キーワード

『意識の泉』を見せて欲しい。


 それが、降旗先輩が教えてくれたキーワードだ。

 このキーワードを聞いた降旗先輩は驚愕ではなく、困惑の様子を見せる。


「――どこで、『アレ』のことを聞いたんですか?」


 放課後、例の土手に降旗先輩を呼びだし、キーワードを伝えると、降旗先輩は怪訝そうに首を傾げた。


 かくかくしかじかと、二月三日がループしていることを説明する。


 ちなみに、ここで変にはぐらかすと殺されるので注意。


 正拳突きで胸を貫かれるのは、中々に辛い。降旗先輩の手で殺されるというのもあり、僕が経験した死の中ではトップレベルの不快感だった。


「なるほど。道理で」


 素直に言えば、彼女はちゃんと信じてくれる。

「最近、辛そうな表情をしていると思ったら、今日になって突然、悟ったような顔になっていたので変だなぁとは思ってましたが、まさか、そんなことになっているなんて……」


 最近――ループの前。


 数時間単位の時間遡行が毎日のように起こり、精神的には一番辛い時期だったと予想できるし、彼女が心配してくれたことも簡単に予想できる。


 最早、バタフライエフェクトによる記憶の齟齬なのか、それとも単に僕が忘れているだけなのかわからない。前者のほうが言いわけになるので精神には優しいが、多分、後者だろう。


「それで、わたしは何をすれば? 打ち明けたということは、何かしてほしいことがあるんですよね?」


 身がすくんだ――僕は、こんな彼女の腹の内を探るために、教えてもらった彼女の『夢』を利用する。

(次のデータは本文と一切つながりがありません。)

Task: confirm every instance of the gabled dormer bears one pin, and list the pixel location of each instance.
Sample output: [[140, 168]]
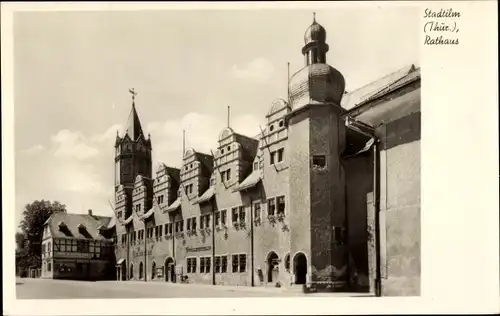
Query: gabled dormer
[[233, 158], [123, 203], [142, 195], [195, 174], [273, 138], [165, 185]]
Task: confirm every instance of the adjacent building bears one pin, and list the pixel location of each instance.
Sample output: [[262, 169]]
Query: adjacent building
[[78, 247]]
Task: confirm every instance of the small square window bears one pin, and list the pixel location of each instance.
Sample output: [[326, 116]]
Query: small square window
[[319, 161]]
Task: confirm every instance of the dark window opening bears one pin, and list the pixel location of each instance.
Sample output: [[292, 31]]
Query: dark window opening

「……これから、この町の人間をしらみつぶしにするにあたって、地主の娘である先輩の力を借りられれば、かなりの時間短縮になります」


 それでも普通を装って、用意していた言いわけを使う。

 約束したんだ。後には引けない。


「ふむふむ、確かにそうですね。繰り返されるとはいえ、動ける時間に限りがあるのなら、最短ルートを取るべきです。わかりました。できる限り、力になりましょう」

 

 降旗先輩は胸をトンと叩いて、快活に笑ってみせる。


 僕の心臓が叩かれたかのように、鈍く痛んだ。


「……それでまずは、『意識の泉』を見せてもらおうと思って――僕は見せてもらったことがあるんですが、上栫さんは先輩に会うのが初めてなので。この子、見ての通り警戒心が強くて……協力者にするには、信頼できる根拠がなくては、と」

「そうですか。わたしはおすすめしませんけどね」

 

 まぁ、僕もおすすめはできない。

 あんなもの、二度と見たくないし、上栫さんにも見てほしくはない。ただ、上栫さんに見ない――知ることをしないという選択肢はない。


「因果君の頼みとあらば断れませんね。二人に見せるのは、掟違反になりそうですが――まぁ、男女なので言いわけできそうです」

「?」


 降旗先輩は一人、呟くように言った。

 何のことだろう? また僕が忘れてしまったことだろうか?


「おや、『それ』は聞いていないようですね。因果君に『意識の泉』を見せたときのわたしはビビりだったようです」


 降旗先輩は頬を掻きながら言う。照れているような、かつ苦笑いのような、複雑な表情だった。


 一応、聞いてみようかと思ったが、先輩は「こほん」と咳払い。タイミングを断たれる。


「では、早速行きましょう」


 降旗先輩は上栫さんに手を伸ばした。


「よろしくお願いしますね、上栫さん」

「ああ、よろしく」


 上栫さんは躊躇いなく、先輩の手を取った。

 どうか上栫さんの手に、ナイフが握られないように祈るばかりだ。